1980–1987 ruling military junta of Suriname

The National Military Council (Nationale Militaire Raad, NMR) was the ruling military junta of Suriname between the 1980 Sergeants' Coup and the 1987 general election.

== History ==
Formed immediately following the Sergeants' Coup, the NMR initially consisted of the following eight military officers:
- Dési Bouterse (sergeant major)
- Roy Horb (sergeant)
- Ramon Abrahams (sergeant)
- Stanley Joemman (sergeant)
- Chas Mijnals (sergeant)
- Laurens Neede (sergeant)
- Michel van Rey (first lieutenant)
- Badrissein Sital (sergeant major)

Sital became chairman of the NMR, although Bouterse (the new commander of the Suriname National Army) soon emerged as the strongman. Of these eight, only Horb and Bouterse had actually participated in the coup as members of the "Group of Sixteen" (Groep van Zestien). Abrahams, Neede and Sital had been arrested for forming a military union and were at that time imprisoned in the Memre Boekoe barracks. Politicians from mainly left-wing (splinter) parties acted as advisers: Eddy Bruma, Frank Leeflang, Fred Derby (PNR), Rubin Lie Pauw Sam (VP), Iwan Krolis (PALU) and Henk Herrenberg (SPS).

The NMR appointed Henk Chin A Sen as the new prime minister on March 15, 1980, with André Haakmat appointed as the deputy prime minister on August 15, 1980. Negotiations were held with the then president Johan Ferrier, resulting in the preservation of the democratic legal order and the existing constitution; Ferrier then stayed on as president, before he was eventually ousted on August 15, 1980.

The NMR's course was moderate at first, although several wings developed. On September 15, 1980, the 'left wing' consisting of Mijnals (member of the RVP), Sital and Joemman were arrested and sentenced to several years in prison on conspiracy charges. Hereafter, Bouterse also turned to the left, with the result that the three were released after a few months. Sital was appointed Minister of Health, while Mijnals and Joemman were given important posts in the army. Bouterse's change of course was partly prompted by the increasing influence of Haakmat, who was therefore relieved of his post on January 7, 1981.

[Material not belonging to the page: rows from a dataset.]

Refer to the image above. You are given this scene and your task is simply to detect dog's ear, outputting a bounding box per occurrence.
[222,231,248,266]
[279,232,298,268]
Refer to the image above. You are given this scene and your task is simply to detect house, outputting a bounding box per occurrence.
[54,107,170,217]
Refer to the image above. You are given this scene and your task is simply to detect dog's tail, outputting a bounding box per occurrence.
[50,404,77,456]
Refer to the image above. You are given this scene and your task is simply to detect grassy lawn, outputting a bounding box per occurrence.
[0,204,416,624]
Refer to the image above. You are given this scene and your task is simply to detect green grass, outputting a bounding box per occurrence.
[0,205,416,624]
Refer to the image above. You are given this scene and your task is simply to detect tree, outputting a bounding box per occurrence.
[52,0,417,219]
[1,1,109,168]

The NMR's socialist course, strengthening its links with Cuba, Grenada (under the PRG) and Nicaragua (under the FSLN), was one of the reasons for massive protests and strikes during 1982, which would eventually lead to the December murders. Grenada's prime minister Maurice Bishop is said to have played an important role in this, according to several sources, by inciting Bouterse to take firm action.

After the December murders, the NMR continued until general election was held on November 25, 1987. Incidentally, after the execution of Bishop and the United States invasion of Grenada in October 1983, Bouterse had abandoned his left course and expelled all Cuban advisers from the country. After the 1987 general election, Bouterse remained army leader until 1988.